InboxIQ was developed as a submission for the Code Without Barriers Hackathon, powered by Microsoft and AngleHack.
Design an Algorithm that will perform data analytics on a given email data and categorize email data belonging to specific category and predict the relevance. The algorithm should also filter out the spams in addition to the category that has been filtered out earlier. Some of the Categorization can be Resumes, Application, Meetings, HR, Spam, etc.
The email classification model in this repository leverages natural language processing (NLP) techniques and machine learning algorithms to automatically categorize emails. The model preprocesses the text data by removing punctuation, converting text to lowercase, tokenizing, removing stopwords, and lemmatizing words to extract meaningful features. It then uses TF-IDF (Term Frequency-Inverse Document Frequency) vectorization to convert the preprocessed text into numerical features. Finally, a Logistic Regression classifier is trained on the vectorized features to predict the category of each email.
Dataset: https://www.kaggle.com/datasets/wcukierski/enron-email-dataset
I have categorized the emails into following categories:
- Resumes
- Applications
- Meetings
- HR
- Spam
- Uncategorized
- Python: The core programming language used for developing the email classification model.
- Natural Language Toolkit (NLTK): Python library for natural language processing tasks such as tokenization, stopwords removal, and lemmatization.
- scikit-learn: Python library for machine learning tasks such as model training, evaluation, and feature extraction.
- matplotlib and seaborn: Python libraries for data visualization, used to visualize the model's performance metrics and data distribution.
- Jupyter Notebook: Interactive computing environment used for data exploration, experimentation, and development of the email classification model.
- Streamlit: Python library for building interactive web applications. Used for creating a user-friendly web interface for the email classification model.
- Azure ML: Azure Machine Learning service used for deploying the model as a web service.
- Text Preprocessing: The model preprocesses the text data to clean and standardize it before vectorization.
- TF-IDF Vectorization: TF-IDF is used to convert the preprocessed text data into numerical features while capturing the importance of each word in the corpus.
- Logistic Regression Classifier: A Logistic Regression model is trained on the vectorized features to classify emails into predefined categories.
- Evaluation Metrics: The model's performance is evaluated using metrics such as accuracy, precision, recall, and F1-score to assess its effectiveness in email classification.
- Visualization: The repository includes visualizations of class distribution, top TF-IDF features for each category, confusion matrix, and model accuracy to provide insights into the model's performance and decision-making process.
- Web Integration: Utilizing Streamlit, the model is integrated into a web application, allowing users to interactively classify emails using a user-friendly interface.
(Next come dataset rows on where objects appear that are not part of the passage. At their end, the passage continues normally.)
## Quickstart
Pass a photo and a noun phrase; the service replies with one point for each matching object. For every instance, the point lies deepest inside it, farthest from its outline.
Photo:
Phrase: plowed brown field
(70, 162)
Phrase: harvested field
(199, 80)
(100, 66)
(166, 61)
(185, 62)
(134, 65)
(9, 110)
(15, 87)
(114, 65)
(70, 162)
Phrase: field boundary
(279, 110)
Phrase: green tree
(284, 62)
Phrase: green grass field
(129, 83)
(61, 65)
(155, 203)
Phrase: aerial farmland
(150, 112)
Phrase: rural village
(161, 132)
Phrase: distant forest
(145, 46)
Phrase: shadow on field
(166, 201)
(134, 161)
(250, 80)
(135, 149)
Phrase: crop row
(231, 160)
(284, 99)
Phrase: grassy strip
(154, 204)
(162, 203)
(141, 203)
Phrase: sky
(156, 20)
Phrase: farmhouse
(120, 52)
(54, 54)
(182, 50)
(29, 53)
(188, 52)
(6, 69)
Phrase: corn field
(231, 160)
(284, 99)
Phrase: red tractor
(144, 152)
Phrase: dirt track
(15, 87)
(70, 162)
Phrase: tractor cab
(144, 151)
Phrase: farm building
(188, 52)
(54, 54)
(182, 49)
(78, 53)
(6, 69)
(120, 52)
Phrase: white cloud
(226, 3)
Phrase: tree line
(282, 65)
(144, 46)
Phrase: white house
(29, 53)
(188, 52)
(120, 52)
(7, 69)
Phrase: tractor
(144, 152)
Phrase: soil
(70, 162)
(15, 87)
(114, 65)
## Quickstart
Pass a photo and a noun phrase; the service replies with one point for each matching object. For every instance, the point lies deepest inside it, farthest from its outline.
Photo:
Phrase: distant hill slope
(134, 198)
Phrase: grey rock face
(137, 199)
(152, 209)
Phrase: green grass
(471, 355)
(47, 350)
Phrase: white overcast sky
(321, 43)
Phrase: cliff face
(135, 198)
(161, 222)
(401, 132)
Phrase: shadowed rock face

The web application provides an intuitive way to input email text and receive real-time predictions on the email category.
# Clone the Repository:
git clone https://github.com/lata-11/Support-Mail-BOT-Prediction.git
# Navigate to the Project Directory:
cd Support-Mail-BOT-Prediction
# Install Dependencies:
pip install -r requirements.txt
# Run the Streamlit Application:
streamlit run app.py
After training and evaluating the Logistic Regression model on the email classification dataset, the following results were obtained:
Testing Accuracy: 0.9003